L'auteur consacre la première partie de son livre à raconter l'évolution, en parallèle, des véhicules automobiles, et de ceux qui les conduisent. On reconnaît le communicateur hors pair quand il questionne les mythes et les paradoxes qui caractérisent les comportements de certains, qui pestent contre l'indiscipline des piétons, quand ils sont au volant, et qui traversent la rue sans jeter un regard au feu rouge, quand ils magasinent dans le Plateau.

«Non seulement, on surestime nos habiletés à conduire une automobile de façon sécuritaire, écrit l'auteur, mais de surcroît, on est persuadé que ce sont les autres qui ne font pas preuve de prudence au volant.»
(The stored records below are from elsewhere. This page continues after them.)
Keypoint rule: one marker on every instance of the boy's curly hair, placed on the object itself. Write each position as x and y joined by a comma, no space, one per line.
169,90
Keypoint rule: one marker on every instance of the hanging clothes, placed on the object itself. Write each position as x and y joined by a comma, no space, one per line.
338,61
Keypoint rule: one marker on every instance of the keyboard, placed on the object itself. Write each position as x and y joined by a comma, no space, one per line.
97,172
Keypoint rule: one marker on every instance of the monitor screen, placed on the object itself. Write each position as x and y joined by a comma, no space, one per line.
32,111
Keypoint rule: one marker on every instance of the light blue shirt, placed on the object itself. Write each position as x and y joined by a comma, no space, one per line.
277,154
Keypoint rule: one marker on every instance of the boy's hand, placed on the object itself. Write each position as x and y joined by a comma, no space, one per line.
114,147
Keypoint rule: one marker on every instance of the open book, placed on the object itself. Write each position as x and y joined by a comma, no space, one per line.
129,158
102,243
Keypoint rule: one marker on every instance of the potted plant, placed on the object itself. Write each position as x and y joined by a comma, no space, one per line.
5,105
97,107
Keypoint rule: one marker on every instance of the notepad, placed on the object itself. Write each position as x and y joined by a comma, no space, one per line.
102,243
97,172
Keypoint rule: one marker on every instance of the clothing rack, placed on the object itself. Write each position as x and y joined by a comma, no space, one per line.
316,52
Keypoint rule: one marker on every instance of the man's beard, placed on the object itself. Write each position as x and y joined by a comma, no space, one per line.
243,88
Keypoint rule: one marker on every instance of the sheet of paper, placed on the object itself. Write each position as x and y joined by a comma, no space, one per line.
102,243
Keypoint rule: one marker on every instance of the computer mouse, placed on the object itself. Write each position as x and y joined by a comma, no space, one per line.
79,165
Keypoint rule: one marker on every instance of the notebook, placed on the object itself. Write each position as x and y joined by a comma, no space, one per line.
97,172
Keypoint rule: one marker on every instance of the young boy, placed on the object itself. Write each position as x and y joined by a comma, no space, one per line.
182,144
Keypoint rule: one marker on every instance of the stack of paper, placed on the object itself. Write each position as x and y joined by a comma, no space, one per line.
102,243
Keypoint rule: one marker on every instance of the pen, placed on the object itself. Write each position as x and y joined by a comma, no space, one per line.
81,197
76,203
Un conducteur doit prendre entre 30 et 120 décisions à la minute, selon la densité du trafic, la signalisation, l'état de la chaussée, la température ou la visibilité, tout en essayant de deviner les gestes et intentions des autres conducteurs, qui prennent, eux aussi, entre 30 et 120 décisions à la minute. L'être humain est-il vraiment fait pour «rouler» ? Son cerveau est-il vraiment conçu pour fonctionner adéquatement, quand son propriétaire se déplace à plus de 30 km/h?

Mesurez votre dangerosité

Le professeur propose même une formule mathématique au lecteur pour qu'il calcule son propre «facteur de risque» personnel, «en fonction de l'âge, du sexe, de l'expérience, du kilométrage parcouru, des contraventions reçues pour excès de vitesse, et du nombre des interception pour conduite avec les facultés affaiblies». Du plaisir pour toute la famille, les soirs d'orage.
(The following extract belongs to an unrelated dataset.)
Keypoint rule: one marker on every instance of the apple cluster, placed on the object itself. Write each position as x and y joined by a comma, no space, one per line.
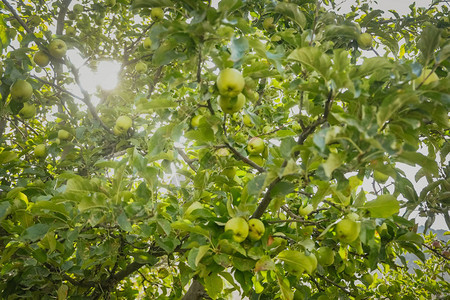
253,229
Dans la seconde partie de son livre, qui explore l'avenir de l'automobile et des habitudes de déplacement de chacun, l'auteur lance des pistes de réflexion, pour poursuivre l'amélioration du bilan routier.

Son apologie des carrefours giratoires où les véhicules ne se croisent pas, son exploration de technologies permettant de surveiller, en continu, les facultés de conduire des chauffeurs, ou l'expérience suédoise Vision Zéro, dont «l'objectif à long terme est que personne ne soit tué ni gravement blessé à la suite d'un accident sur le réseau routier», font alors ressortir le polémiste qui, chez Jean-Marie de Koninck, n'est jamais trop loin du professeur.

En 1973, rappelle M. de Koninck, le Québec enregistrait le pire bilan routier de son histoire: 2209 morts en un an. Trente-cinq ans plus tard, en 2008, 557 personnes perdaient la vie dans des accidents routiers. Une chute de 75%.

«Mais si le bilan routier a connu un tel progrès, s'interroge-t-il, est-ce parce que nous sommes de meilleurs conducteurs, ou est-ce simplement dû à d'autres facteurs encore plus déterminants», comme le port généralisé de la ceinture de sécurité, l'amélioration des normes de fabrication des véhicules ou les progrès fulgurants de la traumatologie?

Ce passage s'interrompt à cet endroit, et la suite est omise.